To historia czterech minut, które zmieniają życie. Siedemnastoletnia Hadley spieszy się na lotnisko. Zapomina książki, kłóci się z mamą, a przez to cztery minuty dzieli ją i dostanie się na pokład samolotu. A samolot leci ze Stanów do Londynu. W Stanach jest mama. W Londynie tata. Hadley jest trochę pomiędzy i nienawidzi taty za to, że pomiędzy nimi są samoloty. Nie pomaga fakt, że lot, na który dziewczyna się spóźniała, miał ją zawieźć prosto na ślub i wesele jej ojca z „tą Angielką”. Być może to spóźnienie to podświadomość nastolatki, to taki mały bunt i być może ma nadzieję, że kolejny lot, na który przebukowała bilet, nie dotrze na czas. Ale fakt, że ta powieść wyszła w tym zimnym, przechodnim lutym, sprawia, że bardziej wierzę w wersję numer dwa – Hadley spóźniła się na lot, bo musiała poznać Olivera, który miał zarezerwowany bilet na ten późniejszy. I którego miejsce to miejsce tuż obok Hadley. I którego oczy nie dają dziewczynie spokoju. Poznają się już w holu, gdy dziewczyna prosi jakąś kobietę, aby
przypilnowała jej walizki, zawierającej ni mniej ni więcej, tylko pogniecioną, fioletową sukienkę druhny. Na kolana przed Hadley pada rycerz Oliver i to on taszczy jej walizkę przez cztery godziny, jakie zostały im do lotu. Potem bohatersko odwraca jej uwagę od lotu (Hadley ma klaustrofobię) i zabawia ją rozmową. A gdy już pokonuje ich zmiana czasu i późna, nocna pora, Hadley opiera głowę na jego ramieniu, żeby zasnąć.

To delikatna książka, która ma ambicje, żeby nie poruszać tylko i wyłącznie tematu szalonej miłości między nastolatkami.Pomiędzy tym wszystkim jest jeszcze trudna sprawa rozwodu, akceptacji nowych partnerów rodziców, przystosowanie się do sytuacji, która niekoniecznie wynika z naszych zachowań i na pewno nie z naszych pragnień. Ale najważniejsza część tej książki, to opis pięknej więzi łączącej ojca z córką. I tak naprawdę to jedyna jej część i jedyny aspekt, który dał mi do myślenia i który nie był tak słodki, że nie dało się go przełknąć. Był nawet trochę gorzki, tak na trzynaście i pół procenta… Hadley jest zawiedziona, bo straciła najlepszego przyjaciela i tak naprawdę to w tym tkwi sedno – nie ma z kim porozmawiać, nikt nie daje jej w prezencie książek, nie ma już kogoś, kto by ją znał i kto zawsze wiedziałby co powiedzieć, gdy płacze.

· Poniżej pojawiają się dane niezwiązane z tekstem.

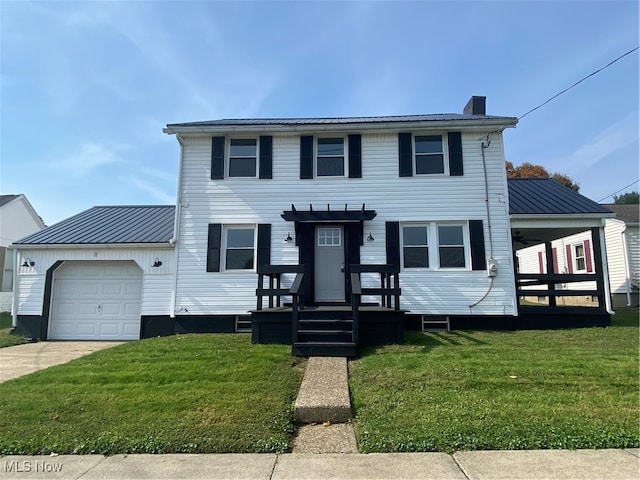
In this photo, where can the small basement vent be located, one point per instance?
(435, 323)
(243, 324)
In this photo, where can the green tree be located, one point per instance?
(627, 198)
(530, 170)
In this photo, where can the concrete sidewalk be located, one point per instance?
(30, 357)
(525, 464)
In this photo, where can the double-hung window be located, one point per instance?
(429, 154)
(330, 155)
(450, 245)
(239, 248)
(580, 261)
(415, 246)
(243, 154)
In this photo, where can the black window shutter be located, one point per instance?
(392, 235)
(213, 247)
(405, 155)
(456, 168)
(306, 156)
(264, 244)
(217, 158)
(355, 156)
(266, 156)
(476, 237)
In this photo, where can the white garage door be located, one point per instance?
(96, 301)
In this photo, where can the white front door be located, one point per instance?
(329, 264)
(96, 301)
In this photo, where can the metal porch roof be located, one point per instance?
(545, 196)
(109, 225)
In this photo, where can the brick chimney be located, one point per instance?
(476, 106)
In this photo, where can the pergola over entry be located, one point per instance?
(541, 211)
(328, 216)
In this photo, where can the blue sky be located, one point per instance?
(86, 87)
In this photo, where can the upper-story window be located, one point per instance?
(330, 157)
(243, 156)
(429, 154)
(239, 248)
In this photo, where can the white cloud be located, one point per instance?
(142, 182)
(88, 157)
(615, 137)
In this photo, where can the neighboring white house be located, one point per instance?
(623, 253)
(574, 254)
(17, 220)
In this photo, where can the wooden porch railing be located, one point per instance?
(551, 281)
(275, 291)
(389, 290)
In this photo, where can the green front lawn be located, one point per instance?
(470, 390)
(188, 393)
(6, 339)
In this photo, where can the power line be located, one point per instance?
(623, 188)
(578, 82)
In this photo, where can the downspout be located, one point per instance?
(483, 147)
(14, 296)
(625, 257)
(605, 268)
(176, 231)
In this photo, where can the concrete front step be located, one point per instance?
(324, 392)
(324, 349)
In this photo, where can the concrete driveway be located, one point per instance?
(28, 358)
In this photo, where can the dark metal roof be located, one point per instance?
(339, 120)
(107, 225)
(535, 196)
(4, 199)
(626, 213)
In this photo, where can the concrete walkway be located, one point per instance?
(542, 464)
(30, 357)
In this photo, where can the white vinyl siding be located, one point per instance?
(433, 197)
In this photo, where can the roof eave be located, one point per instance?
(475, 124)
(72, 246)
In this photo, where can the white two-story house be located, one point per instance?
(323, 232)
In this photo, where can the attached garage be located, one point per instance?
(96, 301)
(104, 274)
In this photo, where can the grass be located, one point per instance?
(471, 390)
(6, 339)
(200, 393)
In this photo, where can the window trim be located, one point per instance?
(224, 247)
(345, 155)
(228, 156)
(445, 154)
(433, 245)
(574, 260)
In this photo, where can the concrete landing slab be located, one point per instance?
(323, 438)
(371, 466)
(545, 464)
(183, 466)
(324, 392)
(30, 357)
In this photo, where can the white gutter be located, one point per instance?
(473, 125)
(73, 246)
(176, 231)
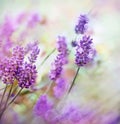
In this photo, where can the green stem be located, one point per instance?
(1, 114)
(74, 79)
(7, 105)
(3, 95)
(15, 97)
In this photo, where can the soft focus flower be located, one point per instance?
(74, 43)
(84, 52)
(14, 68)
(60, 87)
(34, 54)
(34, 20)
(80, 28)
(26, 75)
(43, 106)
(60, 60)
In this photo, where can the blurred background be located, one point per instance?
(97, 86)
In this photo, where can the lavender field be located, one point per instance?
(59, 62)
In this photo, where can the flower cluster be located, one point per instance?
(14, 68)
(42, 106)
(60, 87)
(80, 28)
(84, 51)
(60, 60)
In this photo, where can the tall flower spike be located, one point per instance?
(26, 75)
(81, 27)
(34, 54)
(60, 60)
(42, 106)
(60, 87)
(84, 51)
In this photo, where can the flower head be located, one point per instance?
(80, 28)
(84, 51)
(60, 87)
(26, 75)
(34, 54)
(60, 60)
(42, 106)
(14, 68)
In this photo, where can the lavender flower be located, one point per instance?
(60, 87)
(60, 60)
(18, 55)
(42, 106)
(7, 71)
(74, 43)
(26, 75)
(84, 51)
(80, 28)
(14, 68)
(34, 54)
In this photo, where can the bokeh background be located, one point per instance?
(97, 86)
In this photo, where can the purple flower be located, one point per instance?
(43, 106)
(74, 43)
(60, 87)
(14, 68)
(34, 54)
(80, 28)
(84, 51)
(26, 75)
(18, 55)
(7, 71)
(60, 60)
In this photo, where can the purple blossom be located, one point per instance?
(74, 43)
(80, 28)
(60, 87)
(43, 106)
(26, 75)
(34, 54)
(14, 68)
(18, 54)
(7, 71)
(60, 60)
(84, 51)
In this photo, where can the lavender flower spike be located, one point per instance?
(80, 28)
(84, 52)
(34, 54)
(60, 60)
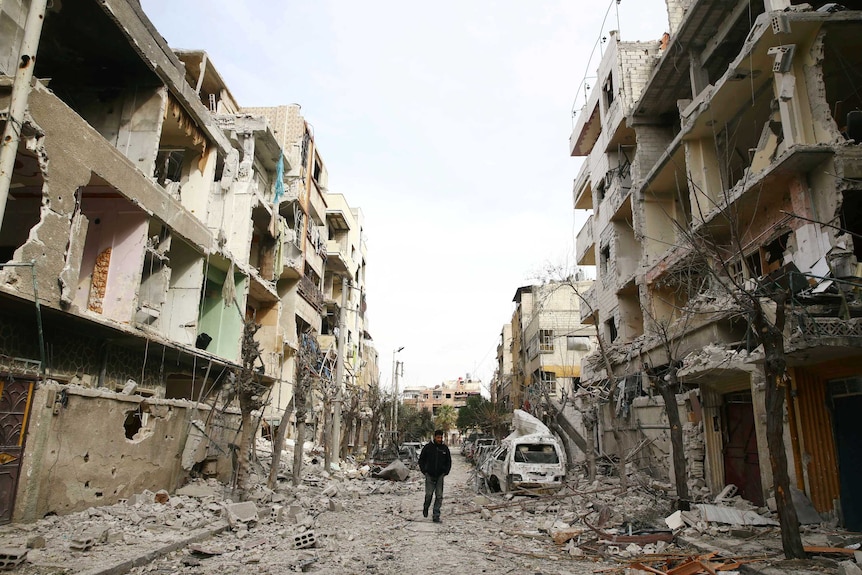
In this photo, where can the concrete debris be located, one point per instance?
(241, 514)
(805, 511)
(304, 540)
(11, 557)
(395, 471)
(733, 516)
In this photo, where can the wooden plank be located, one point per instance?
(818, 549)
(647, 568)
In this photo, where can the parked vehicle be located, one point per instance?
(530, 458)
(482, 444)
(466, 444)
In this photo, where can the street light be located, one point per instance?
(395, 390)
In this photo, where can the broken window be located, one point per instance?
(169, 166)
(546, 340)
(604, 258)
(25, 202)
(841, 77)
(608, 91)
(600, 190)
(851, 219)
(773, 252)
(578, 343)
(611, 330)
(116, 237)
(536, 453)
(549, 382)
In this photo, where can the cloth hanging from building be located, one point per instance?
(279, 179)
(187, 125)
(228, 290)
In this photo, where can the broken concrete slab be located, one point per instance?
(732, 516)
(240, 514)
(805, 511)
(395, 471)
(11, 557)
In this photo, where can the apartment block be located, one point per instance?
(453, 393)
(726, 162)
(148, 218)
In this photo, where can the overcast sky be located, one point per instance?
(447, 123)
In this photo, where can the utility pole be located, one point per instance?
(339, 371)
(397, 364)
(20, 96)
(393, 412)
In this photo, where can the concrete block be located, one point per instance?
(304, 540)
(241, 513)
(674, 520)
(330, 491)
(82, 543)
(11, 557)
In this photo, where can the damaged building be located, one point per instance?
(539, 357)
(721, 159)
(148, 217)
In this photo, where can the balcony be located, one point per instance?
(588, 127)
(587, 310)
(583, 190)
(586, 244)
(337, 259)
(316, 204)
(310, 293)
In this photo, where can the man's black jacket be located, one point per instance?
(435, 460)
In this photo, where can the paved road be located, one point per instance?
(386, 534)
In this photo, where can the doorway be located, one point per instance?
(846, 401)
(15, 401)
(741, 458)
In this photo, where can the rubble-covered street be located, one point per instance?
(352, 522)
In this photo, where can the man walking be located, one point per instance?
(435, 462)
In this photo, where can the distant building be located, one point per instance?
(453, 393)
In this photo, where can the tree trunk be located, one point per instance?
(297, 450)
(775, 372)
(590, 452)
(667, 388)
(278, 445)
(621, 465)
(244, 450)
(327, 436)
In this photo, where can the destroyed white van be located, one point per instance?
(529, 459)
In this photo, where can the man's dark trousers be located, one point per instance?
(434, 488)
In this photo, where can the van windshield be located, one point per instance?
(536, 453)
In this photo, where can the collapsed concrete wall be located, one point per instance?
(132, 443)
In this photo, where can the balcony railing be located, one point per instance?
(586, 244)
(311, 293)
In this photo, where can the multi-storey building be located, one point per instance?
(723, 158)
(148, 218)
(453, 393)
(546, 361)
(501, 386)
(540, 353)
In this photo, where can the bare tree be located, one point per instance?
(308, 358)
(278, 444)
(252, 393)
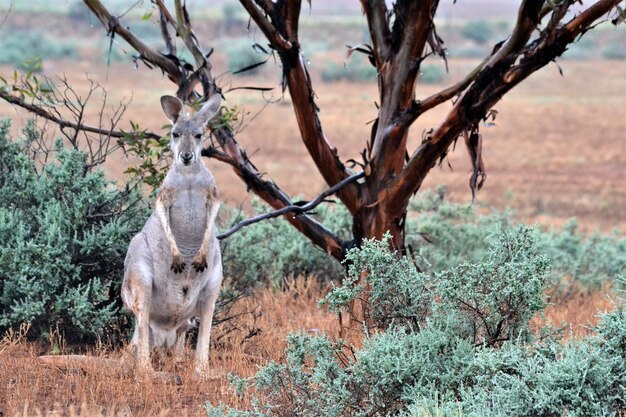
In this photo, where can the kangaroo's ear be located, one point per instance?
(208, 110)
(172, 107)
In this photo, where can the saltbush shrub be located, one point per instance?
(64, 230)
(272, 251)
(439, 367)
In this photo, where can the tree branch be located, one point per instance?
(269, 192)
(296, 209)
(490, 85)
(277, 41)
(231, 154)
(112, 25)
(378, 23)
(298, 82)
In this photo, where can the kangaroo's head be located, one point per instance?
(187, 131)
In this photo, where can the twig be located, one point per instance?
(293, 208)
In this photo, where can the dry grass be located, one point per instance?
(28, 388)
(26, 385)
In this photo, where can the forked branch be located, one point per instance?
(492, 82)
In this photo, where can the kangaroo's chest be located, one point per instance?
(188, 217)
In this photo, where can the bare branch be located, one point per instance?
(378, 23)
(40, 111)
(277, 41)
(273, 195)
(298, 82)
(489, 86)
(296, 209)
(113, 26)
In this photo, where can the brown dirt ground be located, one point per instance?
(27, 388)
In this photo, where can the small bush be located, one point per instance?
(614, 51)
(22, 46)
(431, 74)
(479, 31)
(241, 54)
(64, 231)
(356, 71)
(273, 250)
(472, 51)
(440, 366)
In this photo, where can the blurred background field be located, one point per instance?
(557, 150)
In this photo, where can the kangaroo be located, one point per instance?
(173, 267)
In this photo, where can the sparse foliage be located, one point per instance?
(64, 233)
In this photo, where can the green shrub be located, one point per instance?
(447, 235)
(273, 250)
(64, 230)
(479, 31)
(20, 46)
(408, 303)
(440, 366)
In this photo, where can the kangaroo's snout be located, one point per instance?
(186, 157)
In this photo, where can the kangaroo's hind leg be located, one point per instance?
(206, 308)
(137, 295)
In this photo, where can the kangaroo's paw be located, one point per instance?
(204, 373)
(178, 264)
(199, 263)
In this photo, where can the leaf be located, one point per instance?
(363, 48)
(474, 145)
(250, 67)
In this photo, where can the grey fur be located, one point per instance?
(173, 268)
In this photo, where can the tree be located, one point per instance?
(402, 36)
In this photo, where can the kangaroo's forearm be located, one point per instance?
(162, 208)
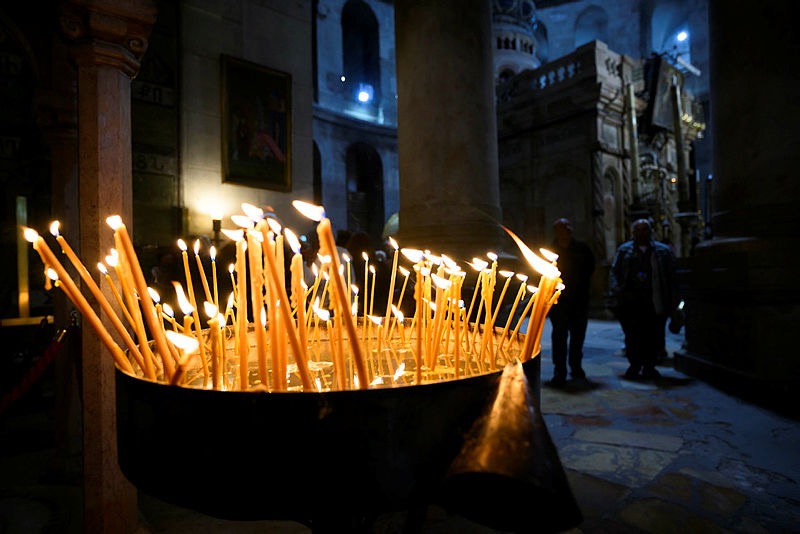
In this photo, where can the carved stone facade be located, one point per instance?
(569, 148)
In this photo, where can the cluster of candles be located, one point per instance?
(335, 343)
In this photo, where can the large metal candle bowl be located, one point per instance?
(302, 401)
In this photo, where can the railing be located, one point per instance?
(591, 61)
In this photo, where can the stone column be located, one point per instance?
(743, 291)
(447, 127)
(108, 39)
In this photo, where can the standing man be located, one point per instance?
(644, 284)
(570, 315)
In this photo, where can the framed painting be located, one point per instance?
(256, 125)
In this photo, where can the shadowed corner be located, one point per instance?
(508, 474)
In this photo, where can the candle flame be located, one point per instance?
(30, 234)
(234, 235)
(312, 211)
(414, 255)
(114, 221)
(292, 241)
(478, 264)
(540, 265)
(185, 343)
(255, 234)
(183, 302)
(154, 295)
(400, 370)
(242, 221)
(274, 225)
(441, 283)
(549, 255)
(323, 314)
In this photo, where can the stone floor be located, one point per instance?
(670, 455)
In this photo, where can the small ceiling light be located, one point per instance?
(364, 93)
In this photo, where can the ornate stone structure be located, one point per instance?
(569, 147)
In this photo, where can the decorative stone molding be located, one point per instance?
(113, 32)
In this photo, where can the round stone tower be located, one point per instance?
(514, 42)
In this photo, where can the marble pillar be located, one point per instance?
(107, 41)
(447, 127)
(742, 286)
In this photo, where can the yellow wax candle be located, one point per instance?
(213, 254)
(254, 257)
(513, 310)
(387, 316)
(328, 246)
(243, 346)
(102, 301)
(201, 270)
(48, 258)
(198, 326)
(117, 296)
(279, 291)
(153, 321)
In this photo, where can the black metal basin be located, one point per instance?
(297, 455)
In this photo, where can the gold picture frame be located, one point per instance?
(256, 125)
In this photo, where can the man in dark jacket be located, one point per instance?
(570, 315)
(644, 285)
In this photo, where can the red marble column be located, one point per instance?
(108, 39)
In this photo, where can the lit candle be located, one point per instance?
(49, 259)
(386, 319)
(198, 326)
(188, 345)
(523, 278)
(201, 269)
(298, 282)
(102, 268)
(213, 253)
(279, 290)
(547, 285)
(254, 257)
(217, 348)
(243, 346)
(188, 314)
(153, 321)
(328, 246)
(102, 301)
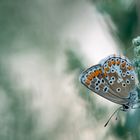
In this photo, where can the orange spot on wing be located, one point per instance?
(89, 77)
(93, 74)
(129, 67)
(123, 64)
(109, 63)
(107, 69)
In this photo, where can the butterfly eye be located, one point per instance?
(110, 82)
(97, 88)
(113, 78)
(105, 65)
(127, 81)
(118, 89)
(112, 70)
(103, 80)
(127, 72)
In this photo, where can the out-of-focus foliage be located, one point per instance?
(125, 15)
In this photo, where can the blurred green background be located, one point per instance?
(44, 46)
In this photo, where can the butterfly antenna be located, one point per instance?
(112, 116)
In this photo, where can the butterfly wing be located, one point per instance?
(94, 79)
(120, 75)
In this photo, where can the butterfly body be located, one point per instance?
(113, 78)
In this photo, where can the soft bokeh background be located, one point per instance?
(44, 46)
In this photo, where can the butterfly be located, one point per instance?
(114, 78)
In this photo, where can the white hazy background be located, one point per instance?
(37, 66)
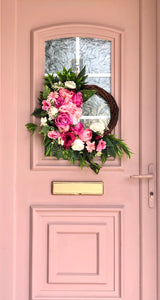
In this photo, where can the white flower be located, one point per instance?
(98, 127)
(52, 112)
(60, 141)
(43, 121)
(70, 84)
(78, 145)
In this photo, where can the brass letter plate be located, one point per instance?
(77, 188)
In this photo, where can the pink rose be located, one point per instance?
(63, 128)
(53, 134)
(68, 139)
(77, 129)
(52, 96)
(63, 120)
(72, 110)
(46, 105)
(86, 135)
(64, 92)
(59, 102)
(90, 146)
(101, 145)
(77, 99)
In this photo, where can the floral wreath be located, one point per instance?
(64, 135)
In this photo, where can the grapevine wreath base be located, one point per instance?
(64, 135)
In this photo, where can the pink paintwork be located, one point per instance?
(77, 247)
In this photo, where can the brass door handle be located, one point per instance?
(151, 183)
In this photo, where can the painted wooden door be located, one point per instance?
(78, 247)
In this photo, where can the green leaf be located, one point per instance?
(86, 94)
(46, 92)
(44, 130)
(31, 127)
(37, 112)
(82, 73)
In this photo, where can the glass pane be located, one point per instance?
(103, 82)
(96, 55)
(58, 54)
(96, 110)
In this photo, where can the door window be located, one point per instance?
(75, 53)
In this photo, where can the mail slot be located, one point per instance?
(77, 188)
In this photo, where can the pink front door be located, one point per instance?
(78, 247)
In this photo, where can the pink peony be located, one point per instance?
(66, 93)
(46, 105)
(52, 96)
(101, 145)
(78, 128)
(63, 120)
(90, 146)
(68, 139)
(77, 99)
(59, 101)
(53, 134)
(86, 135)
(63, 128)
(72, 110)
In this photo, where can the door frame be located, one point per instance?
(149, 16)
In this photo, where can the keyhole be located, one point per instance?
(151, 194)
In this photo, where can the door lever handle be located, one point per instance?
(151, 183)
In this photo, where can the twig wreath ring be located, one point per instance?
(64, 135)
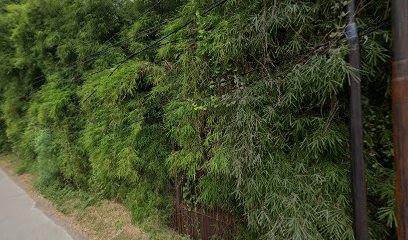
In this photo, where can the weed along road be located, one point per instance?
(20, 219)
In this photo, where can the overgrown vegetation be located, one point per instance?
(247, 103)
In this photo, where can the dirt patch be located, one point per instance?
(106, 220)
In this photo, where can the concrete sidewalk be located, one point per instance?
(20, 219)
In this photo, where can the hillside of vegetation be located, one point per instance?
(246, 101)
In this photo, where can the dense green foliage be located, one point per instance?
(246, 103)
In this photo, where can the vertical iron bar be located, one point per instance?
(360, 223)
(400, 111)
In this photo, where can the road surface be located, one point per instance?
(20, 219)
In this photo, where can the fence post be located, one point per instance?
(400, 111)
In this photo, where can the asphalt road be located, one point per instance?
(20, 219)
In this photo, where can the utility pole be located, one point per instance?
(360, 223)
(400, 111)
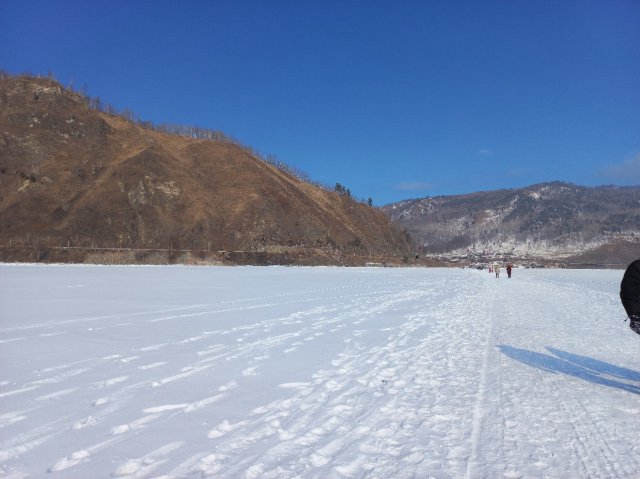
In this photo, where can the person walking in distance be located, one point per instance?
(630, 294)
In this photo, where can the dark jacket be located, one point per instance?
(630, 289)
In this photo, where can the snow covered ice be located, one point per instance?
(249, 372)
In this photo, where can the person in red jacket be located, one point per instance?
(630, 294)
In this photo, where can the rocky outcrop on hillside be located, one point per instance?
(79, 184)
(550, 222)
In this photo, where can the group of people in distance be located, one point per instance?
(629, 291)
(495, 268)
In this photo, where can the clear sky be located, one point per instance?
(394, 100)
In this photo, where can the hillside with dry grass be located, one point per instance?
(79, 184)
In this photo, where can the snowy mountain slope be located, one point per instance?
(550, 221)
(329, 373)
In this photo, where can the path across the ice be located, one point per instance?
(178, 372)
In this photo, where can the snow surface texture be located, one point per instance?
(278, 372)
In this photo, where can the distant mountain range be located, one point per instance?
(81, 183)
(557, 223)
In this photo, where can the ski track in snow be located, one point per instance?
(323, 373)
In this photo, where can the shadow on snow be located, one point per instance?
(582, 367)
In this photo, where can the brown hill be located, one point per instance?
(78, 184)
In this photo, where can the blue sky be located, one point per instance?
(394, 100)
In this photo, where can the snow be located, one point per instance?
(249, 372)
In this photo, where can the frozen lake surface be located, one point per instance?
(249, 372)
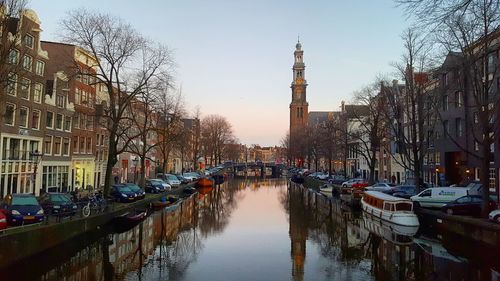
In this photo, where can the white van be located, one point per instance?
(437, 197)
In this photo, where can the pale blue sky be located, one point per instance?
(235, 57)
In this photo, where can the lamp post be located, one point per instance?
(36, 157)
(135, 160)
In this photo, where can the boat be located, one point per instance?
(386, 207)
(205, 182)
(128, 220)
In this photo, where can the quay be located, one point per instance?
(21, 242)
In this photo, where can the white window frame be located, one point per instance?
(13, 114)
(26, 123)
(39, 118)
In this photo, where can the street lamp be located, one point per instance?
(35, 157)
(135, 160)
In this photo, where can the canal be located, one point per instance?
(260, 230)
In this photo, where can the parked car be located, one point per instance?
(495, 216)
(191, 176)
(172, 180)
(21, 209)
(56, 203)
(403, 191)
(351, 182)
(381, 186)
(182, 179)
(3, 221)
(135, 188)
(154, 186)
(467, 205)
(337, 179)
(122, 193)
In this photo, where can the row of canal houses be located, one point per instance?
(451, 131)
(50, 135)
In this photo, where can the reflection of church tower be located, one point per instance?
(299, 108)
(298, 234)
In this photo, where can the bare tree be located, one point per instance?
(126, 63)
(407, 106)
(470, 27)
(369, 123)
(169, 127)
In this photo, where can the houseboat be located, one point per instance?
(395, 210)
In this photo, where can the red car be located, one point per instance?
(3, 221)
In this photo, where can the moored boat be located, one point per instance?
(128, 220)
(164, 202)
(205, 182)
(389, 208)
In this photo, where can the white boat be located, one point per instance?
(389, 208)
(326, 189)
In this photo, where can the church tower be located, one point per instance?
(299, 112)
(299, 108)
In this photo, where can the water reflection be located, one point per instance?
(261, 230)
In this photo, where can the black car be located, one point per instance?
(22, 209)
(122, 193)
(403, 191)
(57, 203)
(135, 188)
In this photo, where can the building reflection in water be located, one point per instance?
(327, 242)
(359, 244)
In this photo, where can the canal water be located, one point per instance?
(261, 230)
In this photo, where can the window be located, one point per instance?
(23, 117)
(446, 129)
(65, 148)
(59, 121)
(24, 88)
(426, 193)
(28, 41)
(27, 62)
(445, 102)
(75, 144)
(9, 118)
(89, 145)
(458, 99)
(83, 121)
(37, 92)
(76, 120)
(82, 144)
(12, 84)
(47, 145)
(459, 127)
(57, 145)
(50, 120)
(39, 67)
(13, 56)
(67, 123)
(60, 101)
(35, 119)
(90, 123)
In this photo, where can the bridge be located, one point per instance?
(257, 169)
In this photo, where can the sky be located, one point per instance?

Odczuwa odejście ojca jak zdradę na sobie, a nie jak nieporozumienie między rodzicami.

d10ok01

Ale w tej powieści nie ma nic oryginalnego. Żadne błyski, żadna ręka przeznaczenia i żadne cztery minuty spóźnienia na samolot nie jest nowe i olśniewające. Żadne patrzenie w oczy i tajemnicze, magiczne przeczucia, które pozwalając Hadley wyczuć, w której części Londynu znajduje się Oliver i co tam robi, żadne wewnętrzne przemiany, jakim ulega siedemnastolatka, nie przekonały mnie i nie dały mi powodu do łez – ani tych ze szczęścia, ani tych wzruszenia. Pogrzałam się trochę, zjadłam tę słodziuteńką czekoladkę, która przykleiła mi się do podniebienia, popiłam wodą, którą na szczęście miałam pod ręką i już za chwilę zapomniałam, jak miał na imię tata Hadley i ile dokładnie lat miał Oliver.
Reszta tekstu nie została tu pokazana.